Murder of Charl Kinnear
- Date: 18 September 2020
- Time: 15:03 SAST
- Venue: Outside the home of the victim
- Location: Bishop Lavis, Cape Town, South Africa; 33°56′46″S 18°35′23″E﻿ / ﻿33.9462°S 18.5896°E;
- Cause: Shooting
- Motive: Assassination of a police officer investigating state corruption
- Deaths: 1
- Suspects: Zane Killian; Amaal Jantjies; Janick Adonis; Nafiz Modack;

= Murder of Charl Kinnear =

2020 murder in Cape Town, South Africa

The murder of Charl Kinnear occurred at around 15:03 SAST on 18 September 2020 as he was arriving at his home in Bishop Lavis, Cape Town, South Africa. He was shot multiple times in the upper body whilst seated in the driver's seat of his white Toyota Corolla resulting in his death. Kinnear was a lieutenant colonel in the South African Police Service (SAPS) and was a detective and section commander for the Western Cape anti-gang unit Team C. Former semi-pro rugby player Zane Killian was arrested shortly after the incident and charged with Kinnear's murder. Kinnear's mobile phone had been illegally tracked 2,116 times by Killian before his murder using a specialised mobile phone tracking software that was accessible through a web browser on his phone or a computer.

At the time of his death Kinnear was investigating a gun racketeering case involving the alleged organised crime boss Nafiz Modack and 8 high-ranking police officers. The Independent Police Investigative Directorate (IPID) reported that Kinnear's death could result in the collapse of a number of high-profile organised crime cases that he was investigating. The same report stated that there was a “rogue unit” in the Western Cape Crime Intelligence Division of SAPS and commended Kinnear's investigation of corruption within the organisation.

Modack and two additional suspects (Amaal Jantjies and Janick Adonis) were arrested and charged for Kinnear's murder in 2021. Recordings made by Jantjies indicated that a prior unsuccessful attempt on Kinnear's life had been made when a hand grenade failed to detonate in front of Kinnear's home on 23 November 2019. Following the first attempt a police detail was instructed to guard Kinnear's home but was removed on 19 December 2019.

As of January 2022 the IPID had lodged two criminal charges against National Police Commissioner Khehla Sitole for refusing to cooperate with its investigation into Kinnear's murder.
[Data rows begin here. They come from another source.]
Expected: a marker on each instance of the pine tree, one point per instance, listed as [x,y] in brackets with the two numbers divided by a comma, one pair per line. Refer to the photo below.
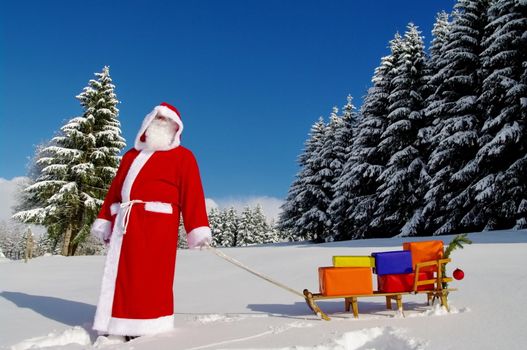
[246,228]
[77,168]
[230,224]
[500,186]
[399,182]
[262,231]
[355,191]
[342,143]
[456,117]
[214,216]
[299,209]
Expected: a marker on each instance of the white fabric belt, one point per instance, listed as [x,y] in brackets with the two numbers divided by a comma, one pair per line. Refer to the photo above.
[125,209]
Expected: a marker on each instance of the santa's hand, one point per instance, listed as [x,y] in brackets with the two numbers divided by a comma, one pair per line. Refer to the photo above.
[102,229]
[199,238]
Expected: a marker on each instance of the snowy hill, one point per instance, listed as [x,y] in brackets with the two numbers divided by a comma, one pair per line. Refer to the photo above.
[219,306]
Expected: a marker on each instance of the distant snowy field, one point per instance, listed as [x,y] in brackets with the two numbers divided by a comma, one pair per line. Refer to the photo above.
[50,301]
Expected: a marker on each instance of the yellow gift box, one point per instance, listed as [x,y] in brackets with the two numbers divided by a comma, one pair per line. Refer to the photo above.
[353,261]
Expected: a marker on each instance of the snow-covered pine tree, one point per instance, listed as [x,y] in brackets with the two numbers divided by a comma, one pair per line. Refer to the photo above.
[440,36]
[499,193]
[300,197]
[341,150]
[398,193]
[315,199]
[230,223]
[246,228]
[274,235]
[77,168]
[331,163]
[456,118]
[214,216]
[355,191]
[262,231]
[12,239]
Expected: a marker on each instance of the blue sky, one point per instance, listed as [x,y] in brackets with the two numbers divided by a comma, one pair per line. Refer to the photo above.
[249,77]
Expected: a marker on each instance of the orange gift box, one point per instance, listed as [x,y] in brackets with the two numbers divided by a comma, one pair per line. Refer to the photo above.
[425,251]
[345,280]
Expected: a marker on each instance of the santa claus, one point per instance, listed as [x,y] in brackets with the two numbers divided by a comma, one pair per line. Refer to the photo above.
[156,182]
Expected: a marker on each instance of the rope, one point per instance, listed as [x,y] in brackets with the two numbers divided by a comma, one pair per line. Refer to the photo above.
[248,269]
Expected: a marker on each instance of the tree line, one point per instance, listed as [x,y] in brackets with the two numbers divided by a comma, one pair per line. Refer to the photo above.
[439,145]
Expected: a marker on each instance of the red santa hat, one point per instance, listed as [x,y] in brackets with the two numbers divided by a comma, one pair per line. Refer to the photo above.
[166,110]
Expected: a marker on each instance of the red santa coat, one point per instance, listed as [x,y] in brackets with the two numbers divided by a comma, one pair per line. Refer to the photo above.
[140,217]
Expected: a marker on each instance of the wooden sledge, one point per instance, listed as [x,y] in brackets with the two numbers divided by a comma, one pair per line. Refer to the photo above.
[438,292]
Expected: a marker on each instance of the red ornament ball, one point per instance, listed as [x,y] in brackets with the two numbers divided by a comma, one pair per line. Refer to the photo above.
[458,274]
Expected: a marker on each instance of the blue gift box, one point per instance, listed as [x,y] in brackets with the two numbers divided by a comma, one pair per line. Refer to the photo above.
[395,262]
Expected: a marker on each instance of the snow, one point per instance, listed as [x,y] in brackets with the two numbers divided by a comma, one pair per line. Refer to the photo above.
[50,301]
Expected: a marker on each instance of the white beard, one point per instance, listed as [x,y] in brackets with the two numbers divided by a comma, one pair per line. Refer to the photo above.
[159,134]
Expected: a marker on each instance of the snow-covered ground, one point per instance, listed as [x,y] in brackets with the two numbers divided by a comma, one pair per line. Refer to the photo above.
[50,301]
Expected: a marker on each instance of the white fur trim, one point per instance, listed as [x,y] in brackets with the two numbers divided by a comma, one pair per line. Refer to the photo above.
[159,207]
[101,229]
[114,208]
[134,170]
[198,236]
[125,326]
[165,112]
[103,313]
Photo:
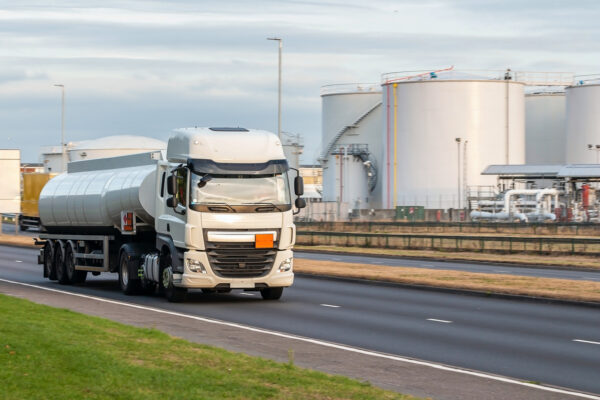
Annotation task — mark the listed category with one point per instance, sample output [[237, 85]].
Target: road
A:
[[489, 268], [552, 344]]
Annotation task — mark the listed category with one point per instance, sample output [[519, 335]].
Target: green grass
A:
[[49, 353]]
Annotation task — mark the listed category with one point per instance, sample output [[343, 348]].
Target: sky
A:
[[147, 67]]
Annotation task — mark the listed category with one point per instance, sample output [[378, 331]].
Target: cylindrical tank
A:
[[356, 110], [113, 146], [443, 133], [91, 200], [545, 115], [583, 124]]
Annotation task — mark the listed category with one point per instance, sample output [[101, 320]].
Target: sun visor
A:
[[200, 166]]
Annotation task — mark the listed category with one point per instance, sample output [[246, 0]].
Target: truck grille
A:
[[240, 260]]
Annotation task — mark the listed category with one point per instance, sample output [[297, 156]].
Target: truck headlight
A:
[[286, 265], [195, 265]]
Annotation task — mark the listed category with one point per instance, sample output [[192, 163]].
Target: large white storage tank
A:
[[423, 118], [545, 116], [351, 143], [583, 124]]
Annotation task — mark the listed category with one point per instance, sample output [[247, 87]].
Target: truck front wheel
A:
[[271, 293], [128, 285], [172, 293]]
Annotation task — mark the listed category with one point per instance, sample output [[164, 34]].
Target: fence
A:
[[565, 229], [492, 244]]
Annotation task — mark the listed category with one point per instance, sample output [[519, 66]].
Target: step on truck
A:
[[212, 212]]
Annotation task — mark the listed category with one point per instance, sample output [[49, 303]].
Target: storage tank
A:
[[583, 124], [443, 130], [351, 143], [545, 116], [90, 197]]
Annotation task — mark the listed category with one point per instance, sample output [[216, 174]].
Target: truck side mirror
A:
[[171, 202], [299, 186], [171, 185], [300, 203]]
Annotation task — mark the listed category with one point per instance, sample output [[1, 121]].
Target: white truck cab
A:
[[214, 213]]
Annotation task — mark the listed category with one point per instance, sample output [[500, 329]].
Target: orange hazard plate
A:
[[263, 241]]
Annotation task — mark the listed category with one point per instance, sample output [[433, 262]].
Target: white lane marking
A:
[[586, 341], [318, 342]]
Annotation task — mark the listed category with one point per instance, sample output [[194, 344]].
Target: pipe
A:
[[388, 193], [395, 199]]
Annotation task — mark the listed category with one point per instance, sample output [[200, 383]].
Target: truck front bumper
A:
[[208, 279]]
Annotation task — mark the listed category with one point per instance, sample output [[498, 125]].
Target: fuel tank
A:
[[92, 194]]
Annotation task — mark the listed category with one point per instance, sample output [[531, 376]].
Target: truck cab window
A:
[[162, 184], [181, 179]]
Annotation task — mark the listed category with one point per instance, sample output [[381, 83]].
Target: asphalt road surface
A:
[[552, 344], [490, 268]]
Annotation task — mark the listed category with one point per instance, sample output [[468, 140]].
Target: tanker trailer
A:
[[214, 212]]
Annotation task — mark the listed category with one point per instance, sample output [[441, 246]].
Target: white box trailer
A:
[[10, 176], [214, 212]]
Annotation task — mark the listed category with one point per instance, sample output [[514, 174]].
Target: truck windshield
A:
[[240, 193]]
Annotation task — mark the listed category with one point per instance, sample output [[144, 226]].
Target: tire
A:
[[172, 293], [271, 293], [73, 275], [59, 264], [128, 286], [49, 268]]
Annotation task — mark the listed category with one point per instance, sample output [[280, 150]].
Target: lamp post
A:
[[458, 140], [597, 148], [62, 128], [278, 87]]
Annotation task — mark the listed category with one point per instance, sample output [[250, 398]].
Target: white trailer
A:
[[214, 212]]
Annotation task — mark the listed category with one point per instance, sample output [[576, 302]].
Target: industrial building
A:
[[424, 138]]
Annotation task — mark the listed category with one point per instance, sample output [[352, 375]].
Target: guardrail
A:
[[494, 244], [562, 228]]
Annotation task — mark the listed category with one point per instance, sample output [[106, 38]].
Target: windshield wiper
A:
[[210, 206], [266, 204]]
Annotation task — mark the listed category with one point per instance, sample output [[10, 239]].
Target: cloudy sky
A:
[[146, 67]]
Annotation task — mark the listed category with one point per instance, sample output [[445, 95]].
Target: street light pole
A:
[[458, 140], [62, 128], [278, 87]]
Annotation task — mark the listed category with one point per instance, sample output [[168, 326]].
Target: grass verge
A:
[[493, 283], [524, 259], [49, 353]]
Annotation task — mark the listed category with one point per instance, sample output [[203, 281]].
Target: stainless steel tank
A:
[[92, 194]]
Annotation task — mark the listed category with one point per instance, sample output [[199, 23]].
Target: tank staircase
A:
[[327, 151]]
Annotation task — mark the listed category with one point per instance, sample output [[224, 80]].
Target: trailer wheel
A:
[[271, 293], [49, 266], [172, 293], [59, 263], [74, 276], [128, 286]]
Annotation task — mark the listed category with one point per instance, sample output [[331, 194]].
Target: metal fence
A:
[[499, 244], [563, 228]]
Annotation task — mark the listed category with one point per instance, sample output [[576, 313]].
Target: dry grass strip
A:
[[503, 284], [523, 259]]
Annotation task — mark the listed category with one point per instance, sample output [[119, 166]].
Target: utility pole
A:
[[458, 140], [278, 87], [62, 129]]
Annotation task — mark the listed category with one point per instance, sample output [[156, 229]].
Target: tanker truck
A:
[[212, 212]]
In April 2022 one suspect, Fareez Smith (a self confessed member of the Junky Funky Kids street gang), pleaded guilty of attempting to assassinate Kinnear at his home in November 2019. Smith's attempted assassination of Kinnear failed when the grenade he was given to implement the assassination with fell out of his pocket in view of police officers stationed outside Kinnear's home. Smith was convicted of attempted murder, illegal possession of explosives, and contravening the Prevention of Organised Crime Act.